A colleague of mine asked recently for some tips to prolong a
speaking career. I've been on stage for quite a few years now, so I
suggested a few things that I've found helpful. I thought I'd share them
with you, right here.
1) Treat every audience as you would treat your most important client.
When you speak, that's what they are. It''s really important to do your
best speech, every time. It doesn't matter how many people are there, or
how much you are being paid (if at all). That may be the only time
those people hear you speak. You owe it to them to deliver the best
possible value for their time sitting listening to you.
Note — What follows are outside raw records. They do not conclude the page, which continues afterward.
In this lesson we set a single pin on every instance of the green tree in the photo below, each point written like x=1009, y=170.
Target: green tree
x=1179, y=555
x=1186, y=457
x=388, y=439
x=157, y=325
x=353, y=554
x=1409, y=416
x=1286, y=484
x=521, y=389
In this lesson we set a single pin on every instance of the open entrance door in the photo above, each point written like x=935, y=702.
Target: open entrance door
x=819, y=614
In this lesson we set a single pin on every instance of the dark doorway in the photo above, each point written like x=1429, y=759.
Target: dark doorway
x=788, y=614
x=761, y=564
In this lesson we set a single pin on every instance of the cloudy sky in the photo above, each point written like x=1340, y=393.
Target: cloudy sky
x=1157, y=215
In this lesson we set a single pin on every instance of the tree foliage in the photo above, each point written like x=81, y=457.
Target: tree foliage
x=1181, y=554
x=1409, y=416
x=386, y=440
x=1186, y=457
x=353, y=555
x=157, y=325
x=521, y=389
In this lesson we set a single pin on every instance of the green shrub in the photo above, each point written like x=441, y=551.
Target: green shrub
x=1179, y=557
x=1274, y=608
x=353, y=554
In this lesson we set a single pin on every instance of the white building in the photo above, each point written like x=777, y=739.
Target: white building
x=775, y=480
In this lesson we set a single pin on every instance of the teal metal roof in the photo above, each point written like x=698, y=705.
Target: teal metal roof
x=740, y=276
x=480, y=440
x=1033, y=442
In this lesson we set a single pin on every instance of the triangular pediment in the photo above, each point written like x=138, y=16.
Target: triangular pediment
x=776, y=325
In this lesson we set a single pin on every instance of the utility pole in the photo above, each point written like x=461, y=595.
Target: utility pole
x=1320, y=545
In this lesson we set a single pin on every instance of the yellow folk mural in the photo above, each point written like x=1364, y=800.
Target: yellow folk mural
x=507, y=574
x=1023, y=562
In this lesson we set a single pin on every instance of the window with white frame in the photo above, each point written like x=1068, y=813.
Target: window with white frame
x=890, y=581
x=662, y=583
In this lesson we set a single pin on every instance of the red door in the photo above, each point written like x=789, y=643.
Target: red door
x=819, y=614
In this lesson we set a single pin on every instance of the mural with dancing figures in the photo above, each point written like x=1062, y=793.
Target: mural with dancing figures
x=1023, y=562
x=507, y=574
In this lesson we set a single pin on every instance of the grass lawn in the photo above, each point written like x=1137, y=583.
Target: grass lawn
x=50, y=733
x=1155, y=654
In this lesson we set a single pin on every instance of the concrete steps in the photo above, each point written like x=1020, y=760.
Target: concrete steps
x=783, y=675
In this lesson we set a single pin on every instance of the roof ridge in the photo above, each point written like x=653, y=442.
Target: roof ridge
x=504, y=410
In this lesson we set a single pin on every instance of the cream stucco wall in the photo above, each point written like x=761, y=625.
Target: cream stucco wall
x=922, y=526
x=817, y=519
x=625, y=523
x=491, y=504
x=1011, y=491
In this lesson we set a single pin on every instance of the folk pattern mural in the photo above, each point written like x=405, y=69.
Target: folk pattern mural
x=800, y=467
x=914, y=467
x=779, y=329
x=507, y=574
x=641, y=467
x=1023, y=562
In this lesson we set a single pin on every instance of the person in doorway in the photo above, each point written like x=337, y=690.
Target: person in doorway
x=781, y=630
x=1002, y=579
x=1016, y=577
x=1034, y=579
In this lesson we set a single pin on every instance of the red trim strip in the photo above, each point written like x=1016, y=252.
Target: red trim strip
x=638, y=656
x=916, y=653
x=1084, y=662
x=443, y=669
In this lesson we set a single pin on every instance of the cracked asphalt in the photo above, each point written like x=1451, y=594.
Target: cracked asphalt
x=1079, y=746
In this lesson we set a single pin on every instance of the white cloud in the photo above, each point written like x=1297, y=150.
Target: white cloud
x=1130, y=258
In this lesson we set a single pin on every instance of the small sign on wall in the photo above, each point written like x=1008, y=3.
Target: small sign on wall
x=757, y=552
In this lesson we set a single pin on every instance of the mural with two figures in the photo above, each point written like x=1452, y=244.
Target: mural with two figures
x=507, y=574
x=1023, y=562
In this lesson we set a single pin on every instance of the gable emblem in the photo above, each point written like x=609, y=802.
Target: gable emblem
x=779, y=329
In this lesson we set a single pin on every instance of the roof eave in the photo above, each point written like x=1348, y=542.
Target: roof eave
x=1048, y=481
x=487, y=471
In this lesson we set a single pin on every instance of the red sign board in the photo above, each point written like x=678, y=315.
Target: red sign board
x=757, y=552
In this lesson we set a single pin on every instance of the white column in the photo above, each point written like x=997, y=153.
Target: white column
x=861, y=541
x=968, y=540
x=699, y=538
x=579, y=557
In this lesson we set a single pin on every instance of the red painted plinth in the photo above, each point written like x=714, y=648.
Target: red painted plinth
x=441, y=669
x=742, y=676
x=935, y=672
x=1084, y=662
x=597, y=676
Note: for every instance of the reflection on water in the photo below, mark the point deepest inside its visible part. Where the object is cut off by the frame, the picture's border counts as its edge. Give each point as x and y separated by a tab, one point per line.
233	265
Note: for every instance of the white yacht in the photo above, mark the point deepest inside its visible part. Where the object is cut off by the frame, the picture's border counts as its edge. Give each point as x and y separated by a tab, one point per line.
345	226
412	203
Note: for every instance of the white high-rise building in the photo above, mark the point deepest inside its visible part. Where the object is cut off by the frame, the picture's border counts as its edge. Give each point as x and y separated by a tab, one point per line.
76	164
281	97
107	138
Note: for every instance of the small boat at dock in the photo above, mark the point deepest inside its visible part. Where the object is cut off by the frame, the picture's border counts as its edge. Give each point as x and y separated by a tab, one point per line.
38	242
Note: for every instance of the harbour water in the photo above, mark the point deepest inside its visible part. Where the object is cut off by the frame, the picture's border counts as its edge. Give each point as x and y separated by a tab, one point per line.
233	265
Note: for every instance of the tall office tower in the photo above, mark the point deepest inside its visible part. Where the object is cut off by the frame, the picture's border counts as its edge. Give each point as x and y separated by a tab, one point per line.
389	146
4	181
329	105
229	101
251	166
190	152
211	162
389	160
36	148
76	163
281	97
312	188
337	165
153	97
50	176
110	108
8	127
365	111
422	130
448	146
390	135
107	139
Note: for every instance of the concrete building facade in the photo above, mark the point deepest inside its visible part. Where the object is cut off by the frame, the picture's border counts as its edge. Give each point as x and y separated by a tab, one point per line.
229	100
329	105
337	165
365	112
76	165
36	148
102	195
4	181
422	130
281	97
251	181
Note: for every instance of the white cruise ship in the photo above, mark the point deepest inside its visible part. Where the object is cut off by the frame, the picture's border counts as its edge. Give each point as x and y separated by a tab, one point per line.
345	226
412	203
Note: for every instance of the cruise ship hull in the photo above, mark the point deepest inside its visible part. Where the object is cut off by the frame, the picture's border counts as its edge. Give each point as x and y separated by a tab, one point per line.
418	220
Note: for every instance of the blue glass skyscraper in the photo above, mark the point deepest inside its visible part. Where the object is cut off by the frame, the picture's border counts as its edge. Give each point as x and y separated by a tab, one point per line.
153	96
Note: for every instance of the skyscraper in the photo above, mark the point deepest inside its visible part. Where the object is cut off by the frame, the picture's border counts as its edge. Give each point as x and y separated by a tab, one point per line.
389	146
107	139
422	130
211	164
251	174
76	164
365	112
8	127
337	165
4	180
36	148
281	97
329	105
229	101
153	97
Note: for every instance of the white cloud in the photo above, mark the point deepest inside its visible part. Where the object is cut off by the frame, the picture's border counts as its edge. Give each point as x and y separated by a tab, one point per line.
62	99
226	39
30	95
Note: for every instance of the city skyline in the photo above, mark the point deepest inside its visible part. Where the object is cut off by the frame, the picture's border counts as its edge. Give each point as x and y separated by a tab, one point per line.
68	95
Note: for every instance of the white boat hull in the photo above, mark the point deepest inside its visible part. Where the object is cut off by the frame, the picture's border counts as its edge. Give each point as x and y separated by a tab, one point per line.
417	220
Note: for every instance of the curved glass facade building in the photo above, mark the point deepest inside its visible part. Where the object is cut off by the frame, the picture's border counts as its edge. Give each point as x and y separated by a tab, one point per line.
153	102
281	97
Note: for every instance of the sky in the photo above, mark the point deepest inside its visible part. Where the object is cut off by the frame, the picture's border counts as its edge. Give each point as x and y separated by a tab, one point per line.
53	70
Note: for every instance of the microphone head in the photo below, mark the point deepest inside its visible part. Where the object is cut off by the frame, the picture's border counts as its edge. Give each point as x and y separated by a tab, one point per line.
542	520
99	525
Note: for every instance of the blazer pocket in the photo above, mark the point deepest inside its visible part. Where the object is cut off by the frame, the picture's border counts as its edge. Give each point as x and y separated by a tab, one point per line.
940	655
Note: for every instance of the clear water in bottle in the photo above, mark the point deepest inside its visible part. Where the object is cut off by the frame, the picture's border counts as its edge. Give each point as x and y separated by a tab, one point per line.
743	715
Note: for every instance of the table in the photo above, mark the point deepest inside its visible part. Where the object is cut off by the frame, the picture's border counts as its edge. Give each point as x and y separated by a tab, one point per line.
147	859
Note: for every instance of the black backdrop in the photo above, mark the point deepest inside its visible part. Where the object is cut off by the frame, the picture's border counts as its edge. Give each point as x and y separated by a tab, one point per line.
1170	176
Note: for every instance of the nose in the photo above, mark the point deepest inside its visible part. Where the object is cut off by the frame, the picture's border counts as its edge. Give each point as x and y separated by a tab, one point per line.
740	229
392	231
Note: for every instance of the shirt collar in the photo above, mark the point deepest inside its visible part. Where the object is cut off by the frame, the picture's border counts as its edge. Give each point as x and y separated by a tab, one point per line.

2) Throw away a third of your material every year, especially any
references to things that happened more than five years ago. If you have
a cracking personal story that stands the test of time, then keep it,
but be ruthless otherwise. This one is tough. It's tempting to keep
everything you've put in a speech, and simply to refine it. If you don't
change, your speech will go stale, you'll get bored delivering it, and
your audience will notice.
3) Outsource anything you're no good at. You're a speaker, not an
accountant, diary manager, web designer, etc. Many speakers are
one-person bands, and get bogged down doing stuff that will be done
faster and better by someone else. If you're a speaker, concentrate on
speaking.
4) Keep doing what you talk about, and be a shining example of it.
Current experience trumps long-gone successes (see point 2). If your
speech is about something that happened twenty years ago, no-one under
thirty-five will remember it. That could be most of your audience.
5) (bonus tip) If speaking is no longer fun, give it up and do something else.